The one to come to their rescue was unexpectedly Peter. This same Peter had, on the night of Jesus' arrest and trial five weeks prior, publicly denied that he had any connection with Jesus not once, not twice, but three times. On Good Friday this same Peter had deserted Jesus’ cause. He had shown himself to be a coward. Yet, fifty days later, on Pentecost this same Peter stands up in front of another hostile crowd and defends Jesus. 

       The infusion of the Spirit changed Peter from a frightened coward to an outspoken advocate. The change in Peter is a pattern for how the Spirit moves people, how the Spirit still changes our lives. As you may have heard, God accepts us as we are, but loves us too much to let us remain as we are. Gently or forcefully, slowly or quickly, the Spirit pushes us away from our old ways toward new ways. The Spirit pushes us to battle our addictions rather than succumb to them, to control our anger rather than lose our temper, to bite our tongue rather than blurt out, to stand up for ourselves or others rather than submit to abuse, to forgive rather than strike back, to pray more and worry less, to stop hurting myself and start protecting my body. 

       A third distinguishing mark of a genuine movement of God's Holy Spirit is that when God's Spirit moves, lives are changed. Such change in our behavior goes along with another old African-American hynm, “I’m going-a sing when the Spirit says sing, I’m going-a sing when the Spirit says sing. I’m going-a sing when the Spirit says sing and obey the Spirit of the Lord.” Obeying the Spirit of the Lord implies that we change our behaviors, from what comes naturally to us to comply with what comes supernaturally from the Spirit. 

Back to my original question: How can we know if the Holy Spirit is moving in our lives or in our congregations? From the story of how the Spirit moved on the first Pentecost, we can discern three criteria to identify when the Spirit is on the move first, God will get credit; second, people move outward to help others; and third, lives will change.
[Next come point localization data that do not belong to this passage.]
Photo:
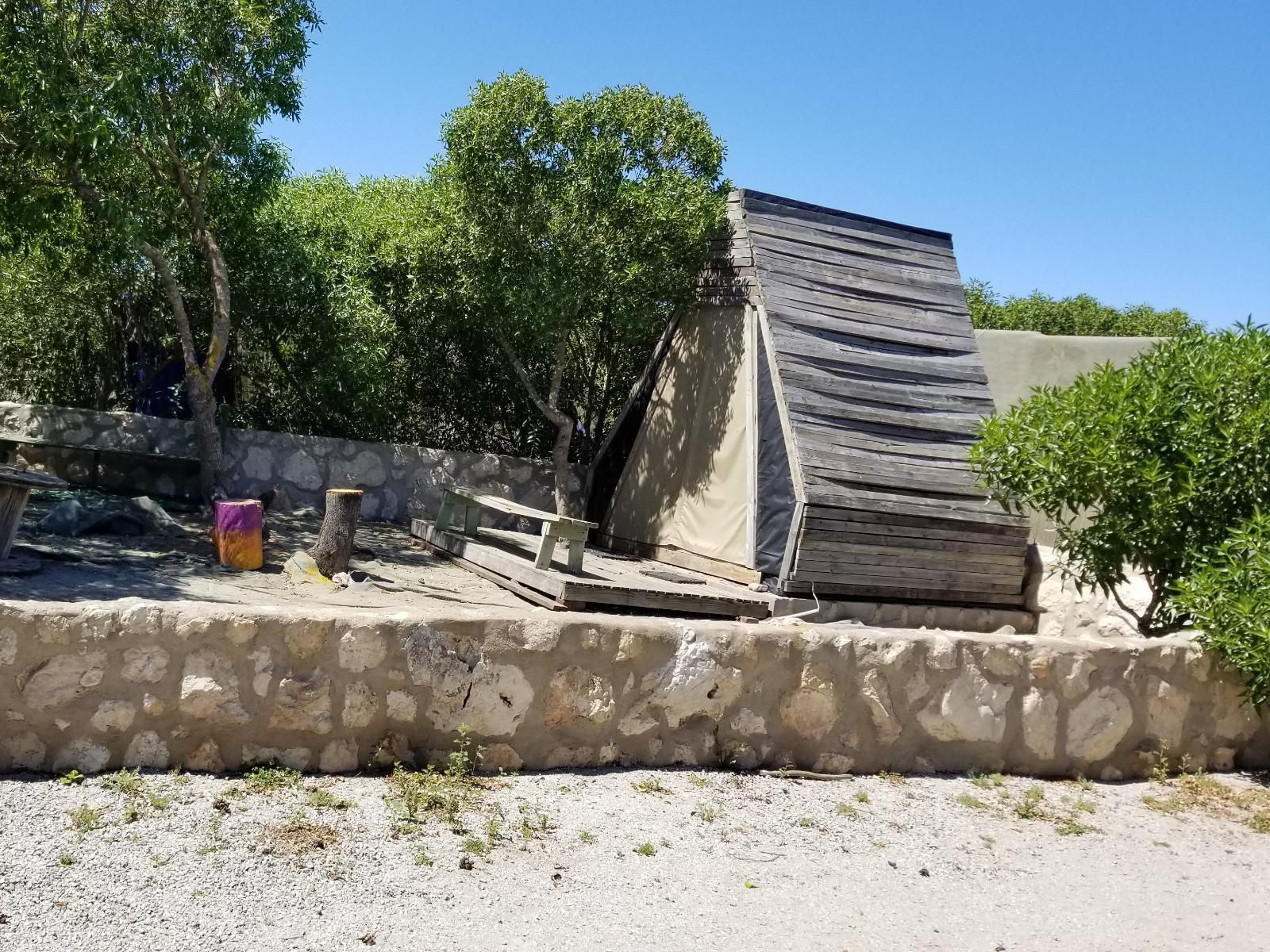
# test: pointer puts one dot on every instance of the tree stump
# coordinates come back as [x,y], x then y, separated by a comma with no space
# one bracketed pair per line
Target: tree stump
[336,539]
[238,527]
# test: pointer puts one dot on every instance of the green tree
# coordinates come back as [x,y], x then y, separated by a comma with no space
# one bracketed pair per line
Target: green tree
[575,228]
[1165,457]
[144,112]
[1081,315]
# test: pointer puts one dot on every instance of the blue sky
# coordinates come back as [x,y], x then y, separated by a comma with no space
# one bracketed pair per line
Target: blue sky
[1121,149]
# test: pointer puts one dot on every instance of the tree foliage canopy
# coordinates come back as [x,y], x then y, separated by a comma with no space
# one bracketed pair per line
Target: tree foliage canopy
[1081,315]
[575,228]
[1165,456]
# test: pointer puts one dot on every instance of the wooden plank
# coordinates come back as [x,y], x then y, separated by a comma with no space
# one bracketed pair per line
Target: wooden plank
[897,578]
[846,225]
[1018,530]
[799,243]
[838,408]
[891,593]
[918,507]
[813,551]
[879,391]
[671,555]
[846,476]
[821,539]
[910,536]
[829,281]
[867,330]
[960,368]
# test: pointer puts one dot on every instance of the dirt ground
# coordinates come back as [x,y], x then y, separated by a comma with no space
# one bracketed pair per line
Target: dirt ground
[630,860]
[184,568]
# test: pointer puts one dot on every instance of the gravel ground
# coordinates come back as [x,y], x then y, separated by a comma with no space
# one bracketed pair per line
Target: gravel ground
[727,861]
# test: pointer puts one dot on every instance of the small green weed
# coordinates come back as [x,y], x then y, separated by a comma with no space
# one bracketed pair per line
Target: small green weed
[271,780]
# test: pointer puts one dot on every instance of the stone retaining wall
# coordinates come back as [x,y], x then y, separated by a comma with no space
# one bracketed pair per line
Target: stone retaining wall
[97,685]
[400,480]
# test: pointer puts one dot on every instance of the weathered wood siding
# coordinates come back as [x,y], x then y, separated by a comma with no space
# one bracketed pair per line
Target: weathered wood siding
[883,389]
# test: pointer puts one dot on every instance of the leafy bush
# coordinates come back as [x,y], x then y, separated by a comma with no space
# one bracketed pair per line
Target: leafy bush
[1081,315]
[1149,465]
[1229,597]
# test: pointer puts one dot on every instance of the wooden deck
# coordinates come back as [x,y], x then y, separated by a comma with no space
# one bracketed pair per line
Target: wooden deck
[607,581]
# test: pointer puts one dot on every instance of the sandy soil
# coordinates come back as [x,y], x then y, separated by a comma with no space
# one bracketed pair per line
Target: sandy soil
[629,860]
[186,568]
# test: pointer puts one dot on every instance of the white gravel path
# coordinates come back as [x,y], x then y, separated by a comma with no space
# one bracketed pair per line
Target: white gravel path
[192,876]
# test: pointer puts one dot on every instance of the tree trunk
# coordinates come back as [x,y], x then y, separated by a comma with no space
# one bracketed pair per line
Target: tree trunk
[565,501]
[202,404]
[336,541]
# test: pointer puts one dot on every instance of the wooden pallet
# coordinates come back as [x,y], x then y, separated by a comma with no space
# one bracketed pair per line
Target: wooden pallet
[607,582]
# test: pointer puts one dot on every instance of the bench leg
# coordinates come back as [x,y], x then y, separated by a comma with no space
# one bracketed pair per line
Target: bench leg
[575,549]
[444,513]
[546,549]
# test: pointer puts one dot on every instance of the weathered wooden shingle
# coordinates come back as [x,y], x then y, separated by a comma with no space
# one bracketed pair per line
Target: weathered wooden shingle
[883,391]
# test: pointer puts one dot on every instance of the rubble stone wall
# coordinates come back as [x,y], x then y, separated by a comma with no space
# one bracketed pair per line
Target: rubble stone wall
[400,480]
[98,685]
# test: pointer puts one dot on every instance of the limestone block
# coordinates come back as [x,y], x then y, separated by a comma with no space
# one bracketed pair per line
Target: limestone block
[210,689]
[1073,673]
[833,763]
[63,678]
[338,757]
[302,704]
[262,670]
[25,750]
[146,749]
[295,758]
[82,754]
[882,712]
[746,721]
[1041,723]
[941,654]
[360,704]
[306,636]
[302,471]
[492,698]
[206,758]
[402,706]
[1236,719]
[361,649]
[1168,704]
[146,664]
[638,720]
[1098,724]
[969,708]
[394,749]
[114,716]
[577,695]
[694,683]
[1003,660]
[365,470]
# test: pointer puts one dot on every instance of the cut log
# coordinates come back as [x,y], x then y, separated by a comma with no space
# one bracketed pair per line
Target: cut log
[334,543]
[238,528]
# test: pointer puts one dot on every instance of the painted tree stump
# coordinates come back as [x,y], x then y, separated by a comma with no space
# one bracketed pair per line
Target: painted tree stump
[238,528]
[16,488]
[334,545]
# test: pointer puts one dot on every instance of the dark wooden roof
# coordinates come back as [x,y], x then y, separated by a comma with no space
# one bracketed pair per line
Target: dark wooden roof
[883,390]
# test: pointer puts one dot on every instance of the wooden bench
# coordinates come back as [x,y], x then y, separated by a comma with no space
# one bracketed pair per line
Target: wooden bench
[190,463]
[556,528]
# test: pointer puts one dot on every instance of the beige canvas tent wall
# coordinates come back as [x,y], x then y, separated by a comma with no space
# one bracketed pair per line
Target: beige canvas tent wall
[810,420]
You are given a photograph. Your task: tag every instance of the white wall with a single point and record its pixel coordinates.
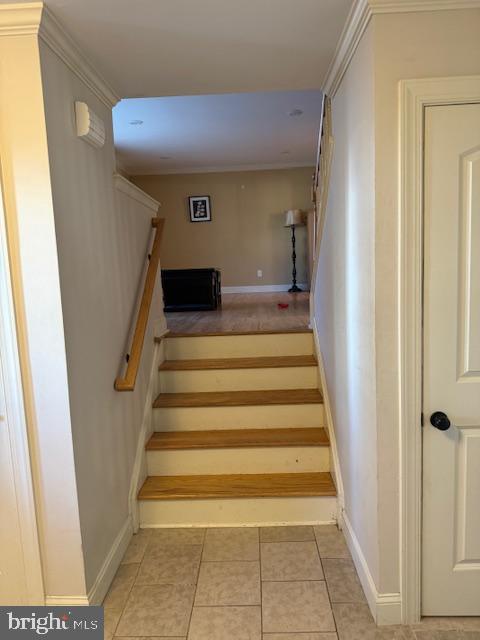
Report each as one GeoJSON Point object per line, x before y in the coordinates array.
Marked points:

Remember that a body at rest will remain in place until a force sets it into motion. God’s Spirit is a force that sets us in motion, toward worship, toward service and toward change. When the Spirit came upon those disciples on that first Pentecost day, they sensed that a mighty wind was swirling around them. May the winds of the Spirit swirl around us, lifting us up, pushing us outward, and moving us ahead.